Nel caso di Euro 2008, il riscontro non sarà però altrettanto elevato, in quanto “gli europei sono più complicati dei mondiali”: rispetto a un campionato del mondo, infatti, il livello delle squadre che partecipano agli europei è sensibilmente più equilibrato, per cui è più difficile formulare dei pronostici.
Il denaro detta legge anche nello sport
Per gli esperti una cosa è comunque certa: come nel mondo, anche nello sport è il denaro a dettare legge. A questo proposito i modelli di calcolo mostrano una correlazione abbastanza evidente tra il valore di mercato di una squadra e la sua eliminazione. Nel girone di qualificazione agli europei, ad esempio, in cinque gruppi su sette si sono imposte le due formazioni più quotate.
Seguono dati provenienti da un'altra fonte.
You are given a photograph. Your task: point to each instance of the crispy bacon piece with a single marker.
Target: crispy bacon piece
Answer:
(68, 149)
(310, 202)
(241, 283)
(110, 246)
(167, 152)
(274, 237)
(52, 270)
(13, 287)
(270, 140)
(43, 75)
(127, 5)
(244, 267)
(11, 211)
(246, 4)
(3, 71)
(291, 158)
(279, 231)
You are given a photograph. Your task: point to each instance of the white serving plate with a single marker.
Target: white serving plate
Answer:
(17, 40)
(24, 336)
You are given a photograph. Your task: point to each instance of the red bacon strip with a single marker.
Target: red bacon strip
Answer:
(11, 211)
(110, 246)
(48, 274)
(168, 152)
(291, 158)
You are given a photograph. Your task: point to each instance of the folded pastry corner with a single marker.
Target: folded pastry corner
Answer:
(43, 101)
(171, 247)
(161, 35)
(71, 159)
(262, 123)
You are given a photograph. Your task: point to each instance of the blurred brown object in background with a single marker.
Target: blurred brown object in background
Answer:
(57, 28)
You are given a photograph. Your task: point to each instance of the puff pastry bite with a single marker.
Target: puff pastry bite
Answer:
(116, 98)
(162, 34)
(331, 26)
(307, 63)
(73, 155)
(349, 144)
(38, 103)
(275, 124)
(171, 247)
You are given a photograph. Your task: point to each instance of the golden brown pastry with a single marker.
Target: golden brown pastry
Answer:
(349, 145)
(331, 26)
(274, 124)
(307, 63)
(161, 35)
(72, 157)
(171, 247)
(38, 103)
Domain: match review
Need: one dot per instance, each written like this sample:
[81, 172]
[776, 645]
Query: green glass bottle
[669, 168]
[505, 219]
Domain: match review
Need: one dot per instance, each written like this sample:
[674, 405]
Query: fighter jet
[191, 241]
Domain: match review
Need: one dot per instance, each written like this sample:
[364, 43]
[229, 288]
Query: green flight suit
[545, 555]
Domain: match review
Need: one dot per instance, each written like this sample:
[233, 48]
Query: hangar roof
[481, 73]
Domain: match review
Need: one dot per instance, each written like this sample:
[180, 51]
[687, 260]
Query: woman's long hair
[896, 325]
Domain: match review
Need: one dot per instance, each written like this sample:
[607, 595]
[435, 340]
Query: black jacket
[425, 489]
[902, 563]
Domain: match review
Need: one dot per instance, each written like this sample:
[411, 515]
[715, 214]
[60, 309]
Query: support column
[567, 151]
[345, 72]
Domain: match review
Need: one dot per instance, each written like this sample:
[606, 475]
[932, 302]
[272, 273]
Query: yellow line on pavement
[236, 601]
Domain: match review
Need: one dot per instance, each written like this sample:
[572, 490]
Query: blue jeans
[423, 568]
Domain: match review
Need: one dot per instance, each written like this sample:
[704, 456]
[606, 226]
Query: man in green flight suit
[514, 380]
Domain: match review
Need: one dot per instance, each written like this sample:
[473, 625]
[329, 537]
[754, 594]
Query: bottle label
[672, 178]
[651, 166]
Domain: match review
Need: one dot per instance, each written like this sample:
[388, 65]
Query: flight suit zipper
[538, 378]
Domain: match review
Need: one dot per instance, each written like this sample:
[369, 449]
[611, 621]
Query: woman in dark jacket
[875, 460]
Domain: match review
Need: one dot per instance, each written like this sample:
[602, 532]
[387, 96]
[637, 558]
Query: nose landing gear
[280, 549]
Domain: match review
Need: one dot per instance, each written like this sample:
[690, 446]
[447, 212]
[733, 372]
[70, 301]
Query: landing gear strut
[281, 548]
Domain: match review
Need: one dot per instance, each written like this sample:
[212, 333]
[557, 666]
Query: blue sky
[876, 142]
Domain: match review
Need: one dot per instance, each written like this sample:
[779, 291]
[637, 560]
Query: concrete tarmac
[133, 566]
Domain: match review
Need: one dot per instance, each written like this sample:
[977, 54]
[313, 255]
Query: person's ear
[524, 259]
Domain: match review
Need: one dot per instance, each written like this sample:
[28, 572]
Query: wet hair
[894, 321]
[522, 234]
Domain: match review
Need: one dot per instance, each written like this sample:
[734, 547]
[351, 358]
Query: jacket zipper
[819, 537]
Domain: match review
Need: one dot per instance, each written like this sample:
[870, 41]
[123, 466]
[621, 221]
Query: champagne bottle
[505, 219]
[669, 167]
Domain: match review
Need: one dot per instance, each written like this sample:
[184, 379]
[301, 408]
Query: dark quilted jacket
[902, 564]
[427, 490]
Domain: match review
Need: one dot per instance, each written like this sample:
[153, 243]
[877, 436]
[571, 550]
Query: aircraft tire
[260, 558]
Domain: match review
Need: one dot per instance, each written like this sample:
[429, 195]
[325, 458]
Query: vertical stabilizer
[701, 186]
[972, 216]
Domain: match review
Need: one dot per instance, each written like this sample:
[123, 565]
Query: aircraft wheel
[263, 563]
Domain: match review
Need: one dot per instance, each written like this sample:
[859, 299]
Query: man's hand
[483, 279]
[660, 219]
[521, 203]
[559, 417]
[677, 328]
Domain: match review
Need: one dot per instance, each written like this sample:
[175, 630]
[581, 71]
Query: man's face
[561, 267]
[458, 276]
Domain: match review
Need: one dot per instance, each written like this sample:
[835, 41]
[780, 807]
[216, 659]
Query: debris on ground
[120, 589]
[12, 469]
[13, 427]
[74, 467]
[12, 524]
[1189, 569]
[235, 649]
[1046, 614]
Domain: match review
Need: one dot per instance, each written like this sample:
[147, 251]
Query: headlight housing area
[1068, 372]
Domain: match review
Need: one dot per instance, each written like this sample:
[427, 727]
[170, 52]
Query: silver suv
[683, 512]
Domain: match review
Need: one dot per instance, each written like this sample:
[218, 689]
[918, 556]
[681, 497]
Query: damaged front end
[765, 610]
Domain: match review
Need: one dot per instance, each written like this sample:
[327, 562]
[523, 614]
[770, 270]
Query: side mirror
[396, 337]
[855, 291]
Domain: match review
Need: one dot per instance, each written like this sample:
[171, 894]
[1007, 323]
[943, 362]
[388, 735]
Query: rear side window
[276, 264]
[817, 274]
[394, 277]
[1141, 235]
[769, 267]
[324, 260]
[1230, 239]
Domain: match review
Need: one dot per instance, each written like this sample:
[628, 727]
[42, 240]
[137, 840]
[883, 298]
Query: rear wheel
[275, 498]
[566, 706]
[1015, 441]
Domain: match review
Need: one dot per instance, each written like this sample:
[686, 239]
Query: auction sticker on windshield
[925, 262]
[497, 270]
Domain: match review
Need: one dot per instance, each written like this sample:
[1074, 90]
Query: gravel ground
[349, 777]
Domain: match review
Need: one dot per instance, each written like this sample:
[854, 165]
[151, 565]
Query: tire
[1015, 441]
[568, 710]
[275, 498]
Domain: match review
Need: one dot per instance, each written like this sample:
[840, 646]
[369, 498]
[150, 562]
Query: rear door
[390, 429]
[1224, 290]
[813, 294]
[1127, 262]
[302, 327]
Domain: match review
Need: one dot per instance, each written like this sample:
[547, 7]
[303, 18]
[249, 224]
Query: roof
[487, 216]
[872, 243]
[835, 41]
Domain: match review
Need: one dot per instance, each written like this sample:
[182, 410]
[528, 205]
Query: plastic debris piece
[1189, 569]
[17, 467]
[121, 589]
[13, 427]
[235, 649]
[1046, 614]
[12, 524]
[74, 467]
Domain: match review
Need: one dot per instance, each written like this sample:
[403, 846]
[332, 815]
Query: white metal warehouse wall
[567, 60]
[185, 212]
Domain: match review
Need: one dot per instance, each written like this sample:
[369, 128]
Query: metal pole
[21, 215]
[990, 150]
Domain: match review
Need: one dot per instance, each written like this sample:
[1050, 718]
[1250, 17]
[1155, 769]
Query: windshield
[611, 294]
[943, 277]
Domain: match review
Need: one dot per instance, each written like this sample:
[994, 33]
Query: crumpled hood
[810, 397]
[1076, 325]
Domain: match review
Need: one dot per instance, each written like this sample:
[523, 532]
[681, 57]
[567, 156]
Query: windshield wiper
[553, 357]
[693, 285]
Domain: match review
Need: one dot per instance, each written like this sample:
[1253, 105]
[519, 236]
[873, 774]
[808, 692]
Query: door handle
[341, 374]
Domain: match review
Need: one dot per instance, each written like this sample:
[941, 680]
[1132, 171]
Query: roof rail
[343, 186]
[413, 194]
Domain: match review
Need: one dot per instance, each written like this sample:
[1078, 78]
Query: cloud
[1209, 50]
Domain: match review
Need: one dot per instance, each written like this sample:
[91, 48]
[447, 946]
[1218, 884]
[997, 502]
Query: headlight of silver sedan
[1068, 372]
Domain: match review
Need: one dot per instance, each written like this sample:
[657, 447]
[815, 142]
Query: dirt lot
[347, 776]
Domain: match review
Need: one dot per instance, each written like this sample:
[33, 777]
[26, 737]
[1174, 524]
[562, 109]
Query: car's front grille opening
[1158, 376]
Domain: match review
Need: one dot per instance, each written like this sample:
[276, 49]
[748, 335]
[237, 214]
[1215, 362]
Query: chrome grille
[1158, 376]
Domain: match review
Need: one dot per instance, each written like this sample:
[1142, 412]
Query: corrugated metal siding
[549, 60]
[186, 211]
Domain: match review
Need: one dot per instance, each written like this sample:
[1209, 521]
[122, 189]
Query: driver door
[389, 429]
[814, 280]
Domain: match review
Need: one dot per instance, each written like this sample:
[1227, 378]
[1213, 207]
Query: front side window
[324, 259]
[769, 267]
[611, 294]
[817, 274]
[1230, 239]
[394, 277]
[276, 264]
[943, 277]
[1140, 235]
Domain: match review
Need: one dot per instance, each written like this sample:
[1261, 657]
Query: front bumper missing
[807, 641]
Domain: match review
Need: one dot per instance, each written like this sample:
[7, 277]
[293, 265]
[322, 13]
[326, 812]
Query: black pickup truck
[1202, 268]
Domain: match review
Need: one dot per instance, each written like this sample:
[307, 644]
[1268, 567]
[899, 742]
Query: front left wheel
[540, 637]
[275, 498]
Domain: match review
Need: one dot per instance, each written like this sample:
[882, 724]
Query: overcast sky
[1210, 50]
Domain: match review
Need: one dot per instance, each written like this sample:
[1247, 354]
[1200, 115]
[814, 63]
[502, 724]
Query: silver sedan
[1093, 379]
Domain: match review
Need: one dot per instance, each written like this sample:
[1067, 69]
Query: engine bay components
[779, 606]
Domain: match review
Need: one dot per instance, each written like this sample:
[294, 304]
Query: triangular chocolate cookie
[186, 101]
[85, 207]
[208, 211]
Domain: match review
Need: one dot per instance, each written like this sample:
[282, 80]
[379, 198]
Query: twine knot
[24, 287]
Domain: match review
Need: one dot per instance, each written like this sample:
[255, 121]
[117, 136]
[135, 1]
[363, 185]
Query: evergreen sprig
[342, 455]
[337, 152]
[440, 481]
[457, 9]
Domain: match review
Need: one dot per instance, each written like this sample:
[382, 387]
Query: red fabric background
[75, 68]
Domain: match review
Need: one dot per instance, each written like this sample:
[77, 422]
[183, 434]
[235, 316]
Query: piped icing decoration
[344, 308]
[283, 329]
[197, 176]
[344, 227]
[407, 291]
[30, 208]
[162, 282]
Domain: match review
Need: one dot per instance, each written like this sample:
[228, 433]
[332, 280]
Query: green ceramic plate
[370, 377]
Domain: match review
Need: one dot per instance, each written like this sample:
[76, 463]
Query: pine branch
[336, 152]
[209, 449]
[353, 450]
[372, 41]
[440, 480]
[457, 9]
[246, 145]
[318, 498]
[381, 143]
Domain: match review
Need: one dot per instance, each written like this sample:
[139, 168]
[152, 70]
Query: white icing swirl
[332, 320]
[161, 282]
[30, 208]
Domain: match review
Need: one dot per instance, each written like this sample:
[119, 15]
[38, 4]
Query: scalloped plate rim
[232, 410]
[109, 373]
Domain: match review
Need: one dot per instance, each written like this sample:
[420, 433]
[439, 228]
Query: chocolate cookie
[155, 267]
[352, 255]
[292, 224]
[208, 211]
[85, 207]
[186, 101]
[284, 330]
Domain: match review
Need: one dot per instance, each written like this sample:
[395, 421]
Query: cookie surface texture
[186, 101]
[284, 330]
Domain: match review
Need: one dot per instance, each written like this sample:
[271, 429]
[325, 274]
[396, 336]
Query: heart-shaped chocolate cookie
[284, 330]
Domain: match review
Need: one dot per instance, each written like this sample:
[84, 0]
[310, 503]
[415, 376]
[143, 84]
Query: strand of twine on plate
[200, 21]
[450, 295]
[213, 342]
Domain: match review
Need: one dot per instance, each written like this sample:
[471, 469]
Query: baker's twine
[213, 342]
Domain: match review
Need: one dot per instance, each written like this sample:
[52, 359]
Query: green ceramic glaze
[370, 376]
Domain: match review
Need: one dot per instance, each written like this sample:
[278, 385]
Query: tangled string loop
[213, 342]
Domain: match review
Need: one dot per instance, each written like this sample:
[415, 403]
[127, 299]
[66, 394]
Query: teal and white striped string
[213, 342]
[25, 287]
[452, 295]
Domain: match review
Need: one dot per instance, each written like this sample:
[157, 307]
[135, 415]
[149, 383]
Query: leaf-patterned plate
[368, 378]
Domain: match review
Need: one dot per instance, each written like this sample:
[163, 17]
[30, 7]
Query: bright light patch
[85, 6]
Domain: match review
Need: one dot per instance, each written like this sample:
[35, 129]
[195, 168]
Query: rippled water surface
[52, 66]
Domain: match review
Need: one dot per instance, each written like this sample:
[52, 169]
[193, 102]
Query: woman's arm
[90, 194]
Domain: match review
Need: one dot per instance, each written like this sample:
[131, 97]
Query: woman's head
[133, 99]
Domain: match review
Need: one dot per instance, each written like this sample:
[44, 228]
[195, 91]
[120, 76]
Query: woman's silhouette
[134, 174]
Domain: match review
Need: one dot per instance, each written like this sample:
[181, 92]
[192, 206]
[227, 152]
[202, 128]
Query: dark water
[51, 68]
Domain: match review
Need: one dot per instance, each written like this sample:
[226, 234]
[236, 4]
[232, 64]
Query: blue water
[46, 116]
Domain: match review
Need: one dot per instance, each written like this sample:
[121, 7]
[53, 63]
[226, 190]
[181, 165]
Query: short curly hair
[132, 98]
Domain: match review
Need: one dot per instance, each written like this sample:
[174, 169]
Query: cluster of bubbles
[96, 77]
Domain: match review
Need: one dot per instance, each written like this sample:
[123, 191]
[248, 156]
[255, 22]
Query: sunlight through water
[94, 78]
Su queste premesse, non c’è da meravigliarsi se gli austriaci hanno scarse possibilità di vittoria: con i suoi 22 milioni di euro la “cenerentola” del torneo non racimola nemmeno un undicesimo dei 251 milioni messi in campo dall’imponente “selección” spagnola.
Un titolo da 23 milioni
A contendersi il titolo sul campo dello stadio Ernst Happel di Vienna, comunque, non saranno le due squadre più costose (Italia e Spagna insieme valgono 484 milioni di euro): lo schema del torneo, infatti, prevede che il percorso delle due compagini si incrocerà al più tardi in semifinale.
Come nella vita reale, anche nel calcio quindi i ricchi potrebbero diventare ancora più ricchi: il campione d’Europa incasserà 23 milioni di euro (il montepremi complessivo ripartito tra i partecipanti ammonta a 183 milioni), mentre al secondo classificato andranno pur sempre 20 milioni di euro, un importo di poco inferiore al valore dell’intera squadra austriaca.
Josef Urschitz, “Die Presse”, 16.05.2008
(traduzione e adattamento di Sandra Verzasconi Catalano)
Questo perlomeno è quanto prevedono gli analisti di UBS Wealth Management. Pur chiudendo il primo turno saldamente in testa alla classifica del Gruppo A davanti alla Cechia, in semifinale i rossocrociati verranno sconfitti dai cechi.
La compagine elvetica potrà se non altro piccarsi di aver perso contro il futuro campione d’Europa, anche se i cechi agguanteranno il titolo in extremis piegando l’Italia solo ai rigori. Gli statistici di UBS hanno calcolato che la Cechia ha soltanto un risicato 51% di probabilità di avere la meglio sui campioni del mondo in carica.
“Die Presse” è un quotidiano austriaco interregionale di orientamento borghese-conservatore, appartenente alla Styria Medien AG.
Il suo editore è Horst Pirker, il caporedattore Michael Fleischhacker.
Secondo un’analisi dei media austriaci, nel 2007 il giornale contava in media 267’000 lettori posizionandosi così al quinto posto tra i giornali interregionali più letti.